A dimostrazione del suo interesse per la tecnologia dei mulini e della regimazione delle acque (dal Codice Atlantico del 1506-1507 circa) Leonardo disegnò una pianta - accompagnata da alcuni appunti - del «molino della doccia di vinci», allora esistente in località Doccia all'estremo nord del paese
“se la infima parte dell’argine, traversalmente opposto al corso delle acque, sarà fatta in potenti e larghi gradi, a uso di scala, l’acque […] non potran più disciender con colpo di troppa valitudine”
“Adunque, non sia fatto, ne’ fiumi, lochi, donde, l’acque abbiano a cadere, se non in figura di gradi di scale, bene incastrate insieme” .
Raggiungibile dal sentiero Verde, il sentiero che collega Vinci alla Casa Natale di Leonardo, oggi è nuovamente possibile ammirare quest'opera a lungo dimenticata. Si tratta proprio della pescaia del "Mulino della Doccia", o meglio della presa che deviava le acque del Rio Quercetelle per condurle al mulino attraverso un canale lungo più di 700 metri. È una costruzione affascinante, facilmente raggiungibile e inserita in un contesto incantevole, realizzata mediante un piccolo sbarramento in pietre squadrate posizionate a gradoni come fosse una larga scala. Per raggiungerla dalla Strada Verde, nei pressi del serbatoio dell’acquedotto e del tabernacolo di Troscia, bisogna prendere lo stradello che scende al rio. Esiste comunque una freccia segnaletica per non sbagliare.

Due le considerazioni che rendono questo luogo ancora più interessante. La prima è che l’opera indirizzando le acque verso Vinci costituiva, forse ancor prima della edificazione del Mulino, l’alimentazione del Rio Castellano, il canale che come un vero e proprio acquedotto giungeva fin sotto le mura per rifornire il borgo. Mettendo in relazione quindi il Rio Castellano con l’opera riscoperta (è evidente che il primo non poteva esistere senza la seconda) è possibile datare con certezza la pescaia almeno al 1418, perché negli statuti del Comune di quell’anno troviamo nominato, forse per la prima volta, il Rio Castellano. Non è da escludere però che l’opera risalga a tempi ancor più remoti e si può azzardare che sia stata concepita nel contesto della costruzione di Vinci, come mezzo di approvvigionamento d’acqua, bene primario per lo sviluppo del primo nucleo cittadino.

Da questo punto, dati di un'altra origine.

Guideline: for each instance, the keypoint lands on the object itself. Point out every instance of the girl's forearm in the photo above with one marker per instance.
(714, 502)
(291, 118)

La seconda considerazione è legata a Leonardo. Nella sua immensa opera, il genio anche in questo luogo (vicino alla sua casa natale) ha studiato e analizzato in maniera approfondita i getti, le percussioni e i moti delle acque. Il Codice Leicester è il testo più importante per questi temi e proprio qui vengono illustrate queste particolari “scale d’acqua” come efficaci meccanismi per diminuire gli effetti erosivi delle acque a valle delle pescaie:
"Dove l'acqua darà maggior percussione
farà maggior nocimento nel suo obbietto;
e però li gradi delle scale si confermano esser perfetti..."
English version
As proof of his interest in the technology of mills and water regulation (from the Atlantic Code of about 1506-1507) Leonardo drew a plant - accompanied by some notes - of the "molino della doccia di vinci", then existing in the locality of Doccia all extreme north of the country.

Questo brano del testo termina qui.